Thanks. I've updated that typo.

Given the setup, show that

$W_1 ^2 + W_2^2 + \ldots W_n^2 = L_1^2 +L_2^2 + \ldots + L_n^2.$

Staff - 3 years, 6 months ago

Problem (3). Assume that there are $$n$$ participants. Consider a table with rows indexed by triples of distinct participants $$(P_i,P_j,P_k)$$ and Columns indexed by the languages. An entry in the table is 1 if the corresponding row triples speak the common language specified by the column and is zero otherwise. Now count total number of ones $$S$$ in the table. Since there is at least a single one per row, we have $$S\geq \binom{n}{3}$$. On the other hand, since at most $$\frac{n}{2}$$ participants speak in any language, number of ones in each column is upper bounded by $$\binom{n/2}{3}$$. Since there are 14 columns, we have $$S\leq 14 \binom{n/2}{3}$$. Combining the above upper and lower bound, we conclude $$n\geq 8$$.

- 3 years, 6 months ago

Sorry, I don't understand why there is at least a single one per row. I thought it's strictly one per row, since any 3 participants speak a common language. Does that mean at least one common language?

- 3 years, 6 months ago

Of course, it remains to show that 8 is actually achievable, in order to conclude that it is the minimum.

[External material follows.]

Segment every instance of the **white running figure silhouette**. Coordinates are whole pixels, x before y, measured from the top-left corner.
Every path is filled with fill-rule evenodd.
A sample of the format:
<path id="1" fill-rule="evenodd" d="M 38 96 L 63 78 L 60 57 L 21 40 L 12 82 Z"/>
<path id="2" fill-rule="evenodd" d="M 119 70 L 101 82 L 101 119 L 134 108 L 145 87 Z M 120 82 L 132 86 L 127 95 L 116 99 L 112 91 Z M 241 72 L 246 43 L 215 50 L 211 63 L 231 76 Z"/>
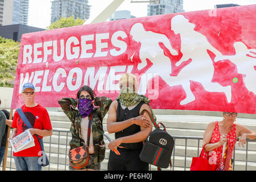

Staff - 3 years, 6 months ago

That should not be difficult. We have $$\binom{8}{3}=56$$ triples and $$14$$ languages. We evenly assign each triple to all languages in a such a way that a given language is assigned to four triples consisting of four different participants (there are $$\binom{4}{3}=4$$ such available triples, and hence this is possible).

- 3 years, 6 months ago

By the way, The Handshake Lemma is proved easily by induction.

Let m be the number of Friendships on Facebook

For m = 1, Clearly the total number of everyone's friends is 2.

Let it be true that for some n, and m=n, the total number of friends are even.

When one more friendship is made: The two persons involved in it gain a friend each. Hence the total gain is two friends and the total number of friends is again even.

Hence, it is true for n+1

Thus, for any countable natural number of frienships, the Handshake Lemma has been proved

- 3 years, 7 months ago

Can you prove it more visually, e.g., counting the number of edges in a graph and relating it to the sum of degrees of nodes ? It is a basic result from Graph theory.

- 3 years, 6 months ago

Yes; essentially all of these are equivalent to the well-known theorem $$2E=\sum d$$, or the sum of the degrees of each vertex is two times the number of edges.